At this point, you have a balance tracking software in mind. You must have also registered an account and successfully logged in.
From there, the next step is to grant permission to the balance tracker app. This will most likely mean logging in to the apps where your funds are - within your balance tracker dashboard. The balance tracker takes things up from here. It continues to access and report the value of funds in each of the connected wallets.
Extreme caution must be exercised during this setup.
First, confirm that your network connection is secure. Hackers are known to exploit public wifi networks. Using such connections or any insecure network puts you at risk.
Sensitive information such as passcodes, secret phrases, etc. can be stolen. You surely don’t want that, especially concerning your digital wallets.
Why Tracking Balances is Important
Why is tracking balances important? Why not log in to your accounts when you need to see your balance?
“Don’t put all your eggs in one basket.” This investor’s quote gives perspective to tracking balances. If all your investments are with one company or all your funds in one digital platform, you’re walking the wrong path.
The pros have a good reason for the eggs quote. One is that no platform is completely impregnable. Think of this in terms of a hack.
Ideally, all your investment funds in a single wallet give you a slim chance if the wallet gets hacked.
Secondly, no investment is completely safe or continuously profitable. I mean, even the price of gold sometimes goes bearish. Putting all your savings in gold - for example - will translate to a loss in such bearish seasons.
So the rule on investment is to purchase different assets and store them in different mediums/platforms. That implies having your funds on different digital wallets. But then it becomes quite a stretch trying to follow up.
To cut down on the process, certain apps allow you to connect all your wallets. This gives you a sort of centralized viewpoint of your balances. That way, you can afford to not keep your ‘eggs’ in one basket and also not stress over viewing, trading or performing other transactions on them.
- Comprehensive View: Having all your balances in one place provides a holistic view of your financial health. This helps in making informed decisions and maintaining financial stability.
- Risk Management: Distributing your assets across multiple platforms or investments minimizes risk. Tracking balances helps ensure that you don’t overlook any accounts or assets that could impact your overall financial situation.
- Efficient Monitoring: Regular monitoring helps identify discrepancies or unauthorized transactions quickly, reducing the potential impact of fraud or errors.
- Convenience: With balance tracking, you avoid the hassle of logging into multiple accounts individually. It streamlines your financial management process.
Best Practices for Balance Tracking
Balance tracking requires careful planning and follow-up from users. Below are some best practices:
- Regular Updates: Frequently update your tracking software and review your balances. Doing so keeps you abreast of the latest software changes. It also ensures you notice any issues on time.
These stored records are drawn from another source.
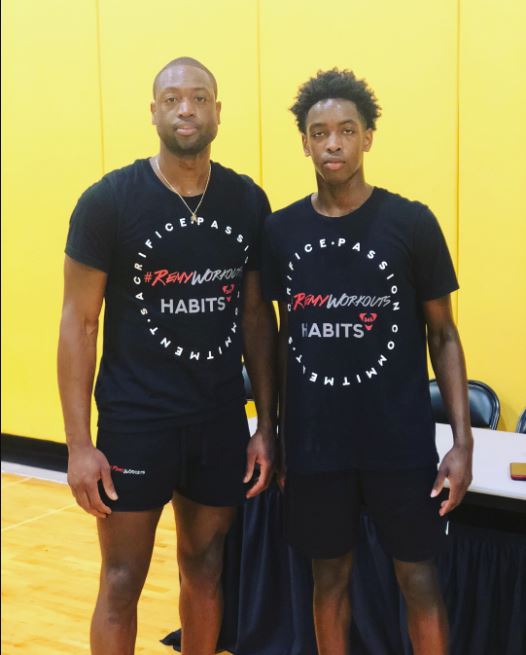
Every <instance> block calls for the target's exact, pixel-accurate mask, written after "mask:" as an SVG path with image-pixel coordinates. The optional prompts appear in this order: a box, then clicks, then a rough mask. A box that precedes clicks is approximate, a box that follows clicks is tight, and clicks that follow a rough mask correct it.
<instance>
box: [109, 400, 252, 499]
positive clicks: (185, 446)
mask: <svg viewBox="0 0 526 655" xmlns="http://www.w3.org/2000/svg"><path fill="white" fill-rule="evenodd" d="M249 439H250V432H249V429H248V421H247V417H246V414H245V408H244V407H243V406H242V405H241V406H239V407H235V408H233V409H230V408H229V409H228V410H226V411H225V412H223V413H221V414H220V415H218V416H216V417H214V418H213V419H210V420H206V421H204V422H202V423H198V424H192V425H188V426H184V427H181V426H180V427H176V428H171V429H168V430H165V429H163V430H159V431H156V432H151V433H150V432H148V433H118V432H109V431H107V430H99V433H98V437H97V448H98V449H99V450H101V451H102V452H103V453H104V454H105V455H106V457H107V459H108V461H109V464H110V467H111V477H112V480H113V484H114V485H115V490H116V491H117V495H118V496H119V499H118V500H116V501H112V500H110V499H109V498H108V496H107V495H106V494H105V493H104V489H103V488H102V484H101V483H100V482H99V491H100V493H101V497H102V500H103V501H104V503H106V505H108V507H110V508H111V509H112V510H114V511H122V512H134V511H142V510H148V509H156V508H159V507H162V506H163V505H165V504H166V503H167V502H169V501H170V500H171V498H172V496H173V493H174V491H177V492H178V493H180V494H181V495H183V496H185V497H186V498H189V499H190V500H193V501H195V502H197V503H200V504H202V505H211V506H214V507H233V506H235V505H240V504H241V503H242V502H243V500H244V497H245V493H246V489H247V487H248V486H249V485H250V483H248V484H246V485H245V484H243V478H244V476H245V469H246V449H247V444H248V441H249Z"/></svg>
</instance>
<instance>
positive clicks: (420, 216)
mask: <svg viewBox="0 0 526 655" xmlns="http://www.w3.org/2000/svg"><path fill="white" fill-rule="evenodd" d="M263 243H264V248H263V263H262V273H263V288H264V293H265V295H266V297H268V298H272V299H275V300H280V301H283V302H286V303H287V304H288V323H289V348H288V368H287V406H286V412H285V449H286V457H287V467H288V469H289V470H293V471H297V472H314V471H331V470H346V469H350V468H355V467H356V468H362V469H377V470H386V469H403V468H412V467H419V466H425V465H427V464H432V463H434V462H436V461H437V453H436V448H435V443H434V434H435V426H434V422H433V417H432V414H431V405H430V398H429V389H428V376H427V366H426V329H425V322H424V317H423V311H422V302H423V301H425V300H432V299H436V298H440V297H442V296H445V295H447V294H448V293H450V292H451V291H454V290H455V289H457V288H458V284H457V280H456V276H455V272H454V269H453V265H452V262H451V258H450V255H449V252H448V249H447V245H446V243H445V240H444V237H443V235H442V232H441V230H440V227H439V225H438V223H437V220H436V219H435V217H434V216H433V214H432V213H431V211H430V210H429V209H428V208H427V207H426V206H424V205H422V204H420V203H417V202H411V201H409V200H406V199H405V198H402V197H401V196H398V195H395V194H393V193H390V192H388V191H386V190H384V189H378V188H375V189H374V190H373V193H372V195H371V196H370V197H369V199H368V200H367V201H366V202H365V203H364V204H363V205H362V206H361V207H360V208H358V209H357V210H356V211H354V212H352V213H350V214H348V215H346V216H342V217H340V218H330V217H326V216H322V215H321V214H319V213H317V212H316V211H315V210H314V208H313V206H312V203H311V199H310V197H307V198H304V199H303V200H299V201H298V202H295V203H294V204H292V205H290V206H289V207H286V208H284V209H282V210H280V211H278V212H276V213H274V214H272V215H271V216H269V217H268V219H267V221H266V225H265V238H264V240H263Z"/></svg>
- Security Vigilance: Regularly check your account security settings and be aware of any new security features. You want to take advantage of such features. You also want to adjust security settings as necessary to keep your account safe.
- Review Permissions: Periodically review the permissions granted to your balance tracking software. Ensure that nothing is out of place and adjust as needed. Remember that only necessary data should be accessed.
- Backup Your Data: Ensure that your balance tracking software provides data backup options. This helps prevent loss of financial information in case of technical issues.
Conclusion
Effective balance tracking combines financial management with ease of access. It allows you to monitor your funds. Interestingly, the process only involves either traditional or crypto accounts.